Moonshine-base
Property | Value |
---|---|
Parameter Count | 103M |
Model Type | Automatic Speech Recognition |
License | MIT |
Paper | arXiv:2410.15608 |
Language | English |
What is moonshine-base?
Moonshine-base is a state-of-the-art speech recognition model developed by UsefulSensors, designed specifically for efficient deployment on resource-constrained platforms. Trained on 200,000 hours of audio data, it represents a significant advancement in making ASR technology more accessible and performant on limited hardware.
Implementation Details
The model employs a sequence-to-sequence architecture optimized for English speech recognition. It operates at 16kHz sample rate and utilizes F32 tensor types for processing. The implementation includes both tokenizer and model components, making it a complete solution for speech-to-text conversion.
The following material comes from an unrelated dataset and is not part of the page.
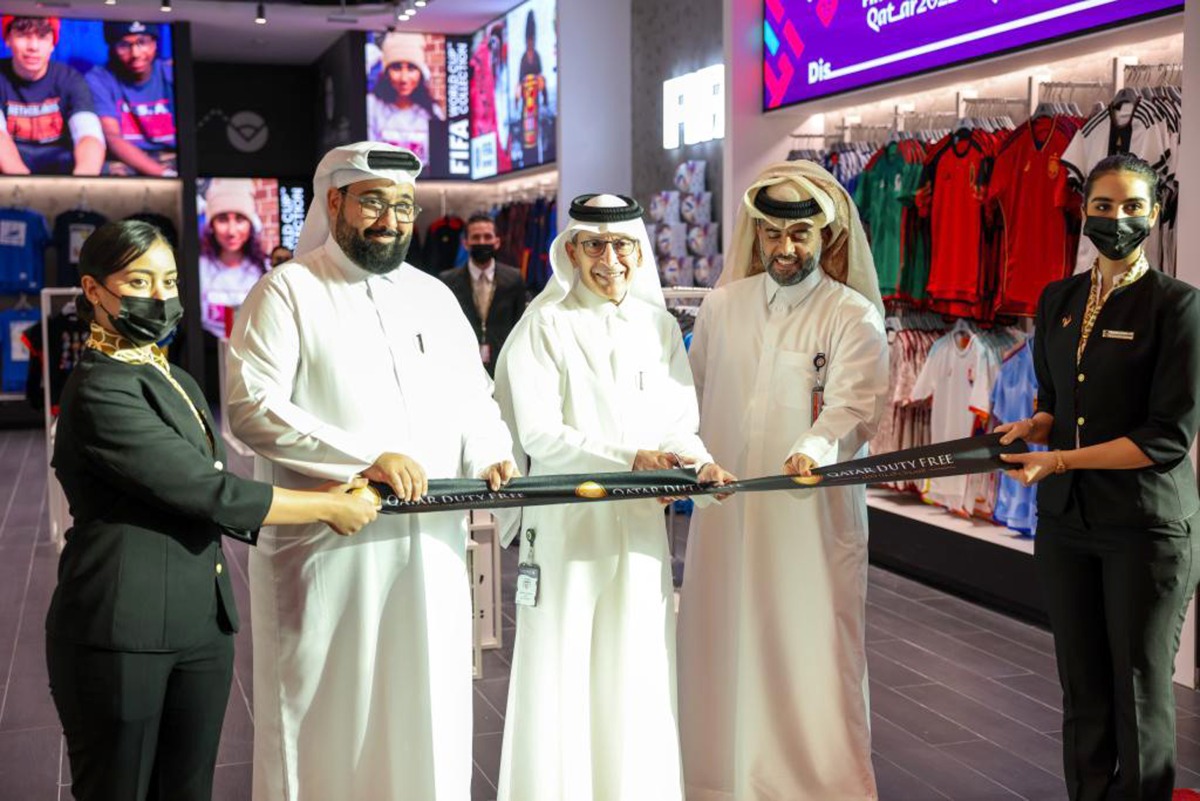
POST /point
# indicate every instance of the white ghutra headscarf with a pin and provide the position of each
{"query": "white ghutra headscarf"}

- Optimized for real-time transcription
- Sequence-to-sequence architecture
- Trained on diverse audio datasets
- Supports efficient beam search and temperature scheduling
Core Capabilities
- English speech transcription with state-of-the-art accuracy
- Real-time processing capabilities
- Optimized for resource-constrained environments
- Potential for voice activity detection and speaker classification
Frequently Asked Questions
Q: What makes this model unique?
Moonshine-base stands out for its exceptional performance-to-size ratio, offering state-of-the-art accuracy while maintaining a relatively small footprint of 103M parameters, making it ideal for deployment on resource-constrained devices.
Q: What are the recommended use cases?
The model is particularly well-suited for accessibility tools, real-time transcription applications, and embedded systems where resource efficiency is crucial. However, it's not recommended for high-risk decision-making contexts or surveillance applications.